Una musica da
"suicide"
Esattamente
ventanni fa usciva a New York un disco fuori da
ogni genere ma che per la sua forza dirompente è
diventato una specie di simbolo
dellanticonformismo. Martin Rev e Alan Vega, i due
autori, non ne fecero altri. Ma ora si può anche dire:
la loro inquietante e scabrosa opera prima è forse la
più riuscita rappresentazione in note della decadenza
post-industriale
Suicide -
"Suicide" (Red Star)
Poiché sono già in molti a
celebrare anniversari illustri (la morte di Elvis) mi
piace celebrarne uno forse oscuro ma non meno
significativo. Sono infatti vent'anni giusti da quando
comparve sulla scena newyorkese questo dischetto, citato
da intere generazioni di musicisti come una delle
principali fonti di ispirazione. All'apparenza innocuo,
il primo e in realtà unico album dei Suicide è in
realtà un micidiale ordigno esplosivo di cui ancora oggi
si sentono le vibrazioni.
Da ragazzi, se si voleva
saggiare il supposto anticonformismo di qualche
appassionato di musica, lo si sfidava ad ascoltare tutto
d'un fiato tre dischi: "Trout Mask Replica" di
Captain Beefheart, "Metal Machine Music" di Lou
Reed e appunto l'omonimo dei Suicide, al secolo Martin
Rev (tastiere) e Alan Vega (voce). Pochissimi ce la
facevano.
Il duo si forma a New York
nel 1972, proponendo le prime performances in gallerie
d'arte contemporanea. I club e gli impresari musicali
infatti rifiutano sistematicamente di farli esibire.

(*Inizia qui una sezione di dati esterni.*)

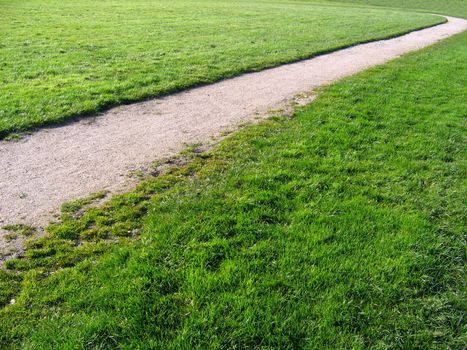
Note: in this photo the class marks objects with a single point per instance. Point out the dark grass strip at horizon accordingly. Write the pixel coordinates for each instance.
(64, 60)
(342, 227)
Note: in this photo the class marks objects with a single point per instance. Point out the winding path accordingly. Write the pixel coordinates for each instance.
(54, 165)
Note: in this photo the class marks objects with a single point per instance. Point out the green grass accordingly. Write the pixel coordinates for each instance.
(342, 227)
(448, 7)
(63, 59)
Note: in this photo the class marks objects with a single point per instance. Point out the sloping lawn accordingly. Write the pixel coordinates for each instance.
(343, 227)
(62, 59)
(447, 7)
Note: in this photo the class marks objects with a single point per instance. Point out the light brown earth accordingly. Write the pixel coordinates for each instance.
(55, 165)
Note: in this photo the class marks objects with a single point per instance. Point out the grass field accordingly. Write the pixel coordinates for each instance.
(343, 227)
(62, 59)
(456, 8)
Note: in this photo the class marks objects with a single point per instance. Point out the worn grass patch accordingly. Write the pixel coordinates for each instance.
(343, 227)
(63, 59)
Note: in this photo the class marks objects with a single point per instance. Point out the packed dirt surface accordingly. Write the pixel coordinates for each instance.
(59, 164)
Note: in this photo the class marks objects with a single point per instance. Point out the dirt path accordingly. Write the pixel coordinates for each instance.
(54, 165)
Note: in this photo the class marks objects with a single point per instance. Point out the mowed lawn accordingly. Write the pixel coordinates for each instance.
(341, 227)
(448, 7)
(61, 59)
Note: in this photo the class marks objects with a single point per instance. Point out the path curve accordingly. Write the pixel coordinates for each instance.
(58, 164)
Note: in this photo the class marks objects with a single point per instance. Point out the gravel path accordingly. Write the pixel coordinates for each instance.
(54, 165)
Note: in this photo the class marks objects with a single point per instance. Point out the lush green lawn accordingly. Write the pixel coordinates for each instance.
(343, 227)
(449, 7)
(60, 59)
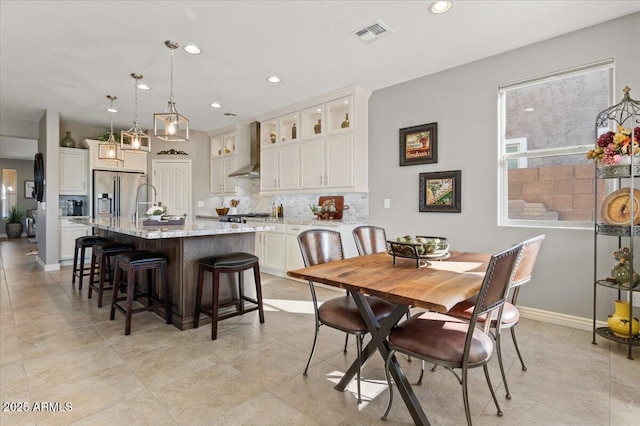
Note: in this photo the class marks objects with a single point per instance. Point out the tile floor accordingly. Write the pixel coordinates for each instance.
(58, 347)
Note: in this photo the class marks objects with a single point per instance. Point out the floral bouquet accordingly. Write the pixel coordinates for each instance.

Raramente riescono a terminare un concerto: gli
spettatori se ne vanno dopo pochi minuti o più spesso li
insultano e li aggrediscono. Faticano molto per trovare
un contratto discografico finché la piccola etichetta
Red Star acconsente a stampare la loro opera prima. E'
uno degli esordi più memorabili e allo stesso tempo un
canto del cigno, giacché dopo altre sfortunate
esperienze Vega e Rev decidono di proseguire ciascuno per
proprio conto carriere meno "estreme"
(soprattutto Vega piazzerà alcuni singoli di un certo
successo). Tornerano a incidere sporadicamente grazie
all'interessamento di un loro grande fan, Rick Ocasek dei
Cars, e a riunirsi per alcune tournées nel corso degli
anni '80.
"Suicide" a
vent'anni di distanza non ha perso il suo fascino
scabroso e la sua scontrosità. E nonostante il
pronostico di Alan Vega secondo cui "era solo
questione di tempo", Suicide sarebbe diventato un
disco di successo nel giro di un paio di decenni. Non è
tanto un disco difficile (come si usa dire a volte)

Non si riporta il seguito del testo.